The present review article has noted the paradoxical involvement of TNF-α in lupus and explained the advantages and disadvantages of blocking this cytokine in preclinical and clinical studies. In addition to inducing ATIL, and autoantibodies to dsDNA and phospholipids, TNF-α inhibitors can increase the risk of infections, malignancies (169), central nervous system demyelinating disorders, and other autoimmune diseases, such as type I diabetes, psoriasis and multiple sclerosis (53,170–172). A probable cause of these side-effects is that prevailing TNF-α suppressors prevent the engagement between TNF-α and the receptors TNFR1 (with pro-inflammatory and pro-apoptotic role) and TNFR2 (with a regulatory function), leading to a loss of TNFR2 signaling regulatory function (173). Van Hauwermeiren et al (174) noted that TNFR1^+/− mice, which express 50% of TNFR1 on cells, were highly resistant to lethal TNF-induced inflammation. Moreover, the decrease in p55TNFR mitigated TNF toxicity without compromising effectiveness (174), suggesting that TNFR can be considered as a therapeutic target (175). In SLE, the significance of TNF-α-TNFR1 interaction has been emphasized (176). Wu et al (177) demonstrated that the TNFR1 levels in the urine of mice and individuals with lupus nephritis increased; sTNFR1 and sTNFR2 levels have also been shown to be higher in patients with lupus nephritis (131). According to Deng et al (178) TNFR1 is abundantly expressed in skin lesions of MRL/lpr mice, unlike TNFR2, and the inhibition of TNFR1 signaling relieved skin lesions. On the other hand, thye acceleration of the disease course occurred in NZB/F1 mice defective in both TNFR1 and TNFR2 (179). However, the lack of the p55TNFR has been shown to lead to significantly increased lymphoproliferation and autoimmune disorder in the Fas deficient MRL-lpr/lpr mouse (180). Aderka et al (128) suggested that elevated serum sTNFR levels may be a valuable marker for assessing the progression of SLE. The effect of Brentuximab Vedotin targeting TNFR was investigated in adults with active SLE in a phase II, multi-center, randomized, double-blinded, multiple-ascending-dose study (NCT02533570) (Table II).
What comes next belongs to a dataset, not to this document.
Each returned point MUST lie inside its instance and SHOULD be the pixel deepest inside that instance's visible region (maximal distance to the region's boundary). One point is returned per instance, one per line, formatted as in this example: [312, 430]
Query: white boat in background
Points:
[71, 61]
TNF-α is a potent pleiotropic cytokine with multiple cellular activities, also involved in developing autoimmune disorders. The impact of TNF-α on these diseases is not yet completely understood. On the one hand, TNF-α can play a pro-inflammatory and pro-apoptotic role, and on the other hand, it has a regulatory function. Currently, therapeutic strategies that target TNF-α are clinically utilized for the treatment of inflammatory and autoimmune diseases, such as RA, inflammatory bowel disease and psoriasis. However, notwithstanding their clinical achievement, the application of anti-TNF drugs is restricted due to severe side-effects and ATIL development. Alternative therapeutic strategies that selectively target TNFRs have exhibited immense therapeutic potential. Thus, the majority of available evidence suggests that the usability of anti-TNF drugs could be broadened. Understanding the dual role of TNF-α in autoimmunity is difficult, particularly in a complex disease, such as SLE. The use of drugs targeting TNF-α and TNFRs in SLE remains controversial. Further investigations are thus required to establish the favorable therapeutics benefits/risk ratio associated with the use of anti-TNF-α drugs, as well as to determine the treatment's effectiveness and side-effects in patients with SLE.